Midjourney
What is Midjourney?
Who founded the Midjourney lab and when?
How does the Midjourney tool generate images?
What was a major update in Midjourney’s capabilities in 2023?
What improvements were made in Midjourney version 7?
News •
Midjourney, generative artificial intelligence (AI) tool that creates images from user-generated text prompts. It can produce images in a photorealistic, painterly, cinematic, or surrealistic style.
History
Midjourney, Inc., was founded in San Francisco in August 2021 by entrepreneur David Holz, who had previously founded the sensor company Leap Motion (which was bought and rebranded by the British company Ultrahaptics in 2019). Holz, with a team of 10 engineers, set up an independent lab to develop the Midjourney app. In February 2022 the lab launched its Discord server to the public. Discord, a social media platform, allows users to chat in online communities. The Midjourney Discord server, which had about 20 million registered users by the end of 2024, was part of Holz’s vision for a highly collaborative AI tool. Although users initially had to have a Discord account to use the app, Midjourney, Inc., launched an independent website for the app in 2024.
Deep learning process
The Midjourney tool runs on closed-source software created with custom algorithms. The technology generates images by employing a large language model (LLM) and a diffusion model that together run algorithms on training data consisting of massive libraries of images paired with text descriptions. Midjourney’s model was trained with data from the Internet and from an open-source dataset provided by the German nonprofit LAION.
Although the Midjourney model is a sophisticated image generator, Midjourney, Inc., originally decided that the model would not stray from the lab’s vision of generating artistic images. Founder David Holz, in a 2022 interview with the tech news website The Verge, spoke of the Midjourney model’s limitations: “We have a default style and look, and it’s artistic and beautiful, and it’s hard to push [the model] away from that, meaning you can’t really force it to make a deepfake right now.” However, the software went through an algorithm update in mid-2023 that made it easier for users to create more-convincing deepfakes.
Midjourney uses an LLM to interpret text prompts by breaking them down into their key concepts. It then converts the concepts into a latent vector, which is a numeric code with image details, such as color palette, shape, and style. Midjourney then uses a diffusion model for the final stages of the process. Such models are named for their resemblance to the concept of diffusion in physics, a process in which random molecular movement causes a net flow of matter from a region of high concentration to a region of low concentration. Diffusion models, however, are trained to apply diffusion in reverse. They add “noise,” or random values (which appear as static in an image), to make an original dataset unrecognizable; they must then “reverse” the noise in order to re-obtain the data in the form of a high-quality image.
Versions and improvements
Since February 2022 Midjourney, Inc., has released several versions of its AI tool that generated abstract and painterly images with low cohesion (indicating a lack of consistency across images).
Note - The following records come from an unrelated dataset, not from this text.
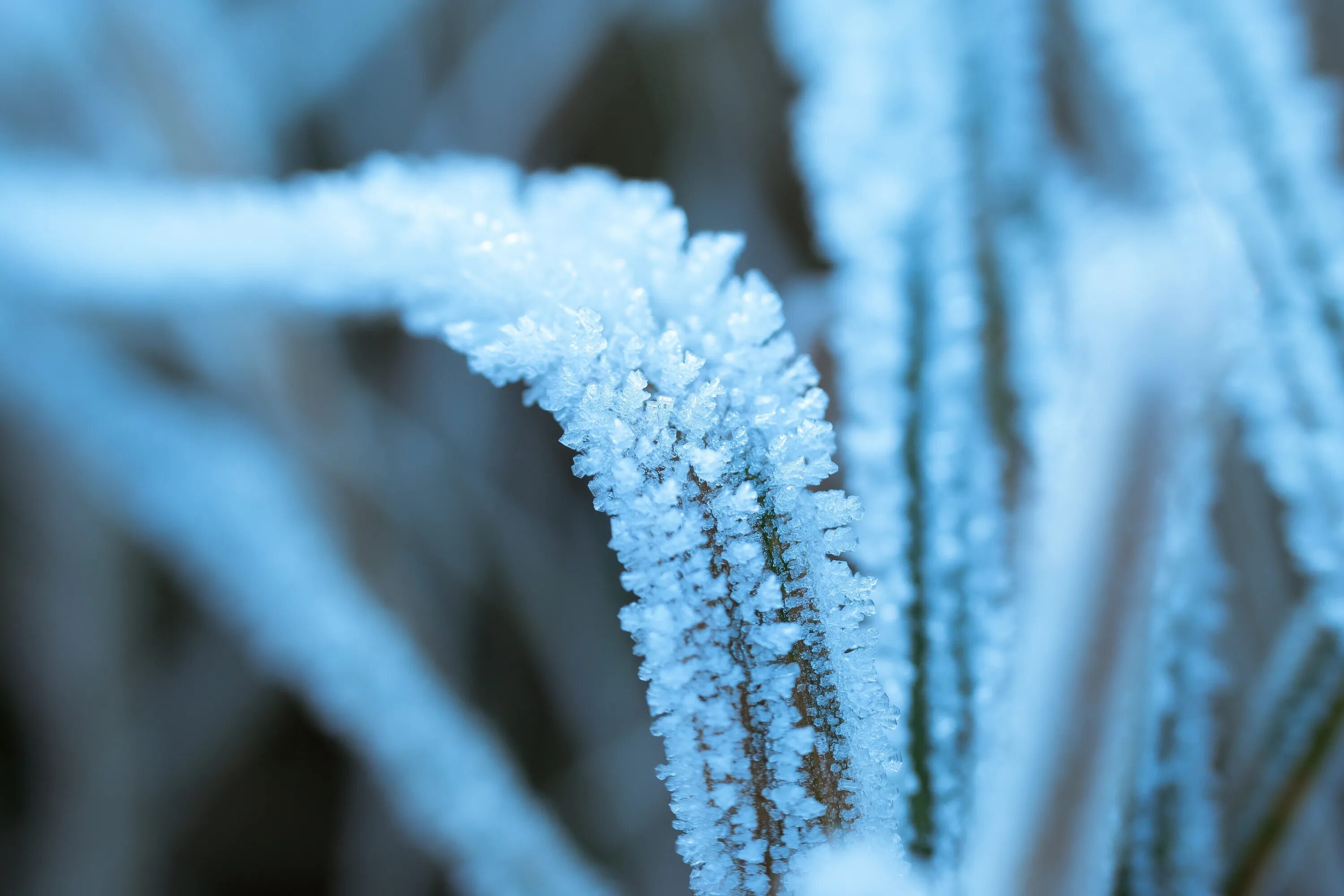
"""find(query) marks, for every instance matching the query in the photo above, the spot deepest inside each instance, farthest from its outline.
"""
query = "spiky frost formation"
(702, 432)
(701, 429)
(883, 134)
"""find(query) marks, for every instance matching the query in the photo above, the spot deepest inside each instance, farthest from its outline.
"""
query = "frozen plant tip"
(699, 426)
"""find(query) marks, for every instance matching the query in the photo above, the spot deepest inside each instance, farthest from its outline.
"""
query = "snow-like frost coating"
(699, 426)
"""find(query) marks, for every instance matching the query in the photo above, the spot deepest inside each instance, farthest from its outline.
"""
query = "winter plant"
(1084, 252)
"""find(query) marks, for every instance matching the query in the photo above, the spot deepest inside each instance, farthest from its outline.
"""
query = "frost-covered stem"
(1172, 844)
(1046, 820)
(892, 179)
(232, 515)
(701, 428)
(1266, 162)
(1287, 743)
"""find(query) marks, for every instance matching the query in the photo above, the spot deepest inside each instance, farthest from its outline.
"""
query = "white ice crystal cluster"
(701, 429)
(883, 131)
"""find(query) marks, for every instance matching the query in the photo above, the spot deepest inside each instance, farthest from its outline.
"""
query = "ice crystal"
(699, 426)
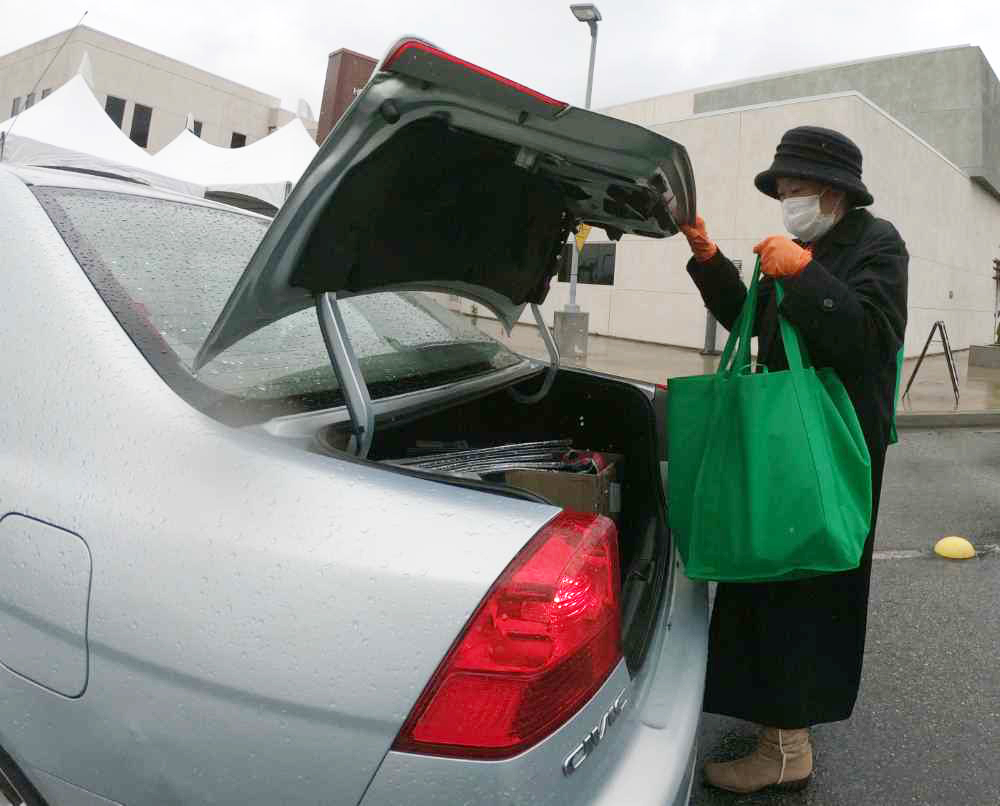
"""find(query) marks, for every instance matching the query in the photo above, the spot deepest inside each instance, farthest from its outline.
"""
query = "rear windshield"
(166, 268)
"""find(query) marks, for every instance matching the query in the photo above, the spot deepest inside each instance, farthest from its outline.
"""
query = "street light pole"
(589, 14)
(593, 53)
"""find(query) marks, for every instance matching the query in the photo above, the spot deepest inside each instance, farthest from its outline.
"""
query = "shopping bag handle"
(795, 347)
(742, 331)
(736, 355)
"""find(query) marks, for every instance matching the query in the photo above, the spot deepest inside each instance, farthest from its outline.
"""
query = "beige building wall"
(950, 224)
(171, 88)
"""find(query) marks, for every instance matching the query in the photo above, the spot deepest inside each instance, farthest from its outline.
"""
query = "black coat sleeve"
(855, 325)
(723, 291)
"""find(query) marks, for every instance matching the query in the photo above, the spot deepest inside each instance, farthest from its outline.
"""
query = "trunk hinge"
(348, 371)
(553, 369)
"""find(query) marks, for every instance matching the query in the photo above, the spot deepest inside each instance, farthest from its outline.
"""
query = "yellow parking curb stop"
(954, 548)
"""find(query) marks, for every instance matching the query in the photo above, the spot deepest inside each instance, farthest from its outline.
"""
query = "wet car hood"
(441, 176)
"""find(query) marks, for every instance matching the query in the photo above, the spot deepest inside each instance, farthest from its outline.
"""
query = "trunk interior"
(598, 414)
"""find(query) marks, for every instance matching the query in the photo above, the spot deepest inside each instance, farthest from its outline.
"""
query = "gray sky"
(644, 48)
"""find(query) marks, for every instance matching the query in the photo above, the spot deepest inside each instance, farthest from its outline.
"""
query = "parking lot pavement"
(926, 729)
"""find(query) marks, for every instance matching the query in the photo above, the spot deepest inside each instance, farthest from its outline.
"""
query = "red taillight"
(544, 639)
(411, 46)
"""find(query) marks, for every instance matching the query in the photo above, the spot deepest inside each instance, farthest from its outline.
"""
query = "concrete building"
(147, 94)
(928, 125)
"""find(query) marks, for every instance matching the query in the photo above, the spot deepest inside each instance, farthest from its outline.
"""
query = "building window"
(115, 107)
(596, 267)
(141, 118)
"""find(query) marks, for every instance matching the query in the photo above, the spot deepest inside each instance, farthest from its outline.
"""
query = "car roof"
(38, 176)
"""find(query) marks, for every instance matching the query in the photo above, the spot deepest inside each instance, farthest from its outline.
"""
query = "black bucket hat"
(823, 155)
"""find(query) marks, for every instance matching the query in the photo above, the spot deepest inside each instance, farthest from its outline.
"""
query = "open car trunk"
(597, 414)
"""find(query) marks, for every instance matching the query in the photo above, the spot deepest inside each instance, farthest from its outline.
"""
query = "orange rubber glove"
(702, 246)
(782, 257)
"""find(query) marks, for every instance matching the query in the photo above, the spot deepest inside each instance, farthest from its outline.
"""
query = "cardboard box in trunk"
(599, 493)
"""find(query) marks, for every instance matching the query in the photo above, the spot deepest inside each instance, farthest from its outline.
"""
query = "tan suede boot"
(782, 761)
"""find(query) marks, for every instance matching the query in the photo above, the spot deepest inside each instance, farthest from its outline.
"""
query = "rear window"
(166, 268)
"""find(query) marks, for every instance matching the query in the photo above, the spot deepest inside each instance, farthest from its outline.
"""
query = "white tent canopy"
(265, 169)
(72, 118)
(70, 129)
(28, 151)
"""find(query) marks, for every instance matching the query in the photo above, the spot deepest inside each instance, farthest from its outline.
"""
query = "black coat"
(789, 654)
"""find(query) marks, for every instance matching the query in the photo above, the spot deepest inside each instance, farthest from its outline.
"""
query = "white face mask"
(805, 219)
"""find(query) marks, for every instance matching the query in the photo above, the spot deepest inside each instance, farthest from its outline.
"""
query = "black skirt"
(789, 654)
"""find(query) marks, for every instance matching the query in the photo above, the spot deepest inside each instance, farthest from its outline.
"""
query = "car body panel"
(490, 230)
(202, 663)
(44, 594)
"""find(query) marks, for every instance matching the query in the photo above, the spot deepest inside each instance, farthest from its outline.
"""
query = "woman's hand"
(781, 256)
(701, 245)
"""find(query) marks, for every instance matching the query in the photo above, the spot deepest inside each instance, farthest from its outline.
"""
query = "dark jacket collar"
(845, 232)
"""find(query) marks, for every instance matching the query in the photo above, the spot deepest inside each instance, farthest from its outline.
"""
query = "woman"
(788, 655)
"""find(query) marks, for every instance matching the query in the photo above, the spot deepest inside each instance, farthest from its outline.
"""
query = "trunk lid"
(442, 176)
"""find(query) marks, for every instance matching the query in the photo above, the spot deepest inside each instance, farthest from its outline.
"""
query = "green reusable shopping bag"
(768, 473)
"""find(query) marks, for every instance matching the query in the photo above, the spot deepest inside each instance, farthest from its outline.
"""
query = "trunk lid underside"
(438, 186)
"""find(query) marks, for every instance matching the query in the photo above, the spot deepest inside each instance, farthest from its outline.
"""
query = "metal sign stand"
(948, 357)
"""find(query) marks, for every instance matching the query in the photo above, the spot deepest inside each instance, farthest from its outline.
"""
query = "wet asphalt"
(926, 728)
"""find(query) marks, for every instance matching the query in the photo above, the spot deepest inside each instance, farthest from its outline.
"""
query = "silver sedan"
(236, 567)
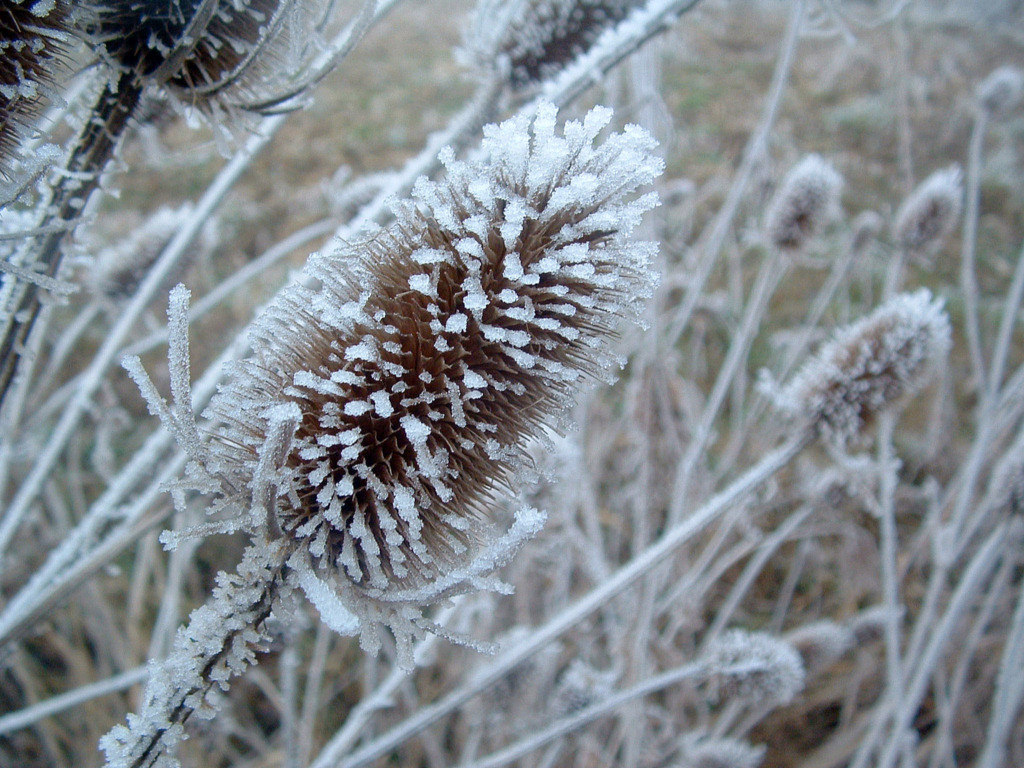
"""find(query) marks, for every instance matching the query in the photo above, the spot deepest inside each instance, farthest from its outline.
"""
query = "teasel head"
(537, 39)
(209, 52)
(418, 361)
(804, 203)
(33, 36)
(999, 93)
(930, 213)
(869, 367)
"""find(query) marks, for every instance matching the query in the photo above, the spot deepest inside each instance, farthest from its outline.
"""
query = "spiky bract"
(32, 38)
(427, 354)
(870, 366)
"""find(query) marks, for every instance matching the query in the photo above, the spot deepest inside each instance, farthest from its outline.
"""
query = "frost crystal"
(427, 355)
(869, 366)
(930, 212)
(807, 199)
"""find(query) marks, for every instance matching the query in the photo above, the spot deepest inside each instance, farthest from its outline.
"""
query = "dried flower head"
(211, 51)
(425, 356)
(539, 38)
(754, 667)
(869, 366)
(33, 34)
(930, 212)
(999, 93)
(804, 203)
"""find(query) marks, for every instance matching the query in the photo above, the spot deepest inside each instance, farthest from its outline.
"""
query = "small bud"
(930, 213)
(754, 667)
(807, 199)
(999, 93)
(869, 366)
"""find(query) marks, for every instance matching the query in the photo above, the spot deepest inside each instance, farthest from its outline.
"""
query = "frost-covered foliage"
(430, 352)
(805, 202)
(535, 39)
(710, 584)
(869, 367)
(930, 213)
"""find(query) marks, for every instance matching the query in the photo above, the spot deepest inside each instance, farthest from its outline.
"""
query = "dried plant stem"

Later versions of the tool introduced upscaling and variation buttons to give users more control over the images generated. Other updates included further image customization, enhanced by knowledge of life-forms, places, and objects. In later releases, images were also improved for quality and realism. This led to controversy, especially after an image of Pope Francis wearing a puffer coat went viral on the Internet. Although Midjourney, Inc., banned the word pope following the incident, users may still create deepfakes of other public figures.
A significant advancement came in December 2023 with the release of version 6. This was the first version to allow for the integration of text directly within images. Released in April 2025, version 7 introduced a draft mode that produces prototype images at 10 times the speed and half the cost of standard mode images.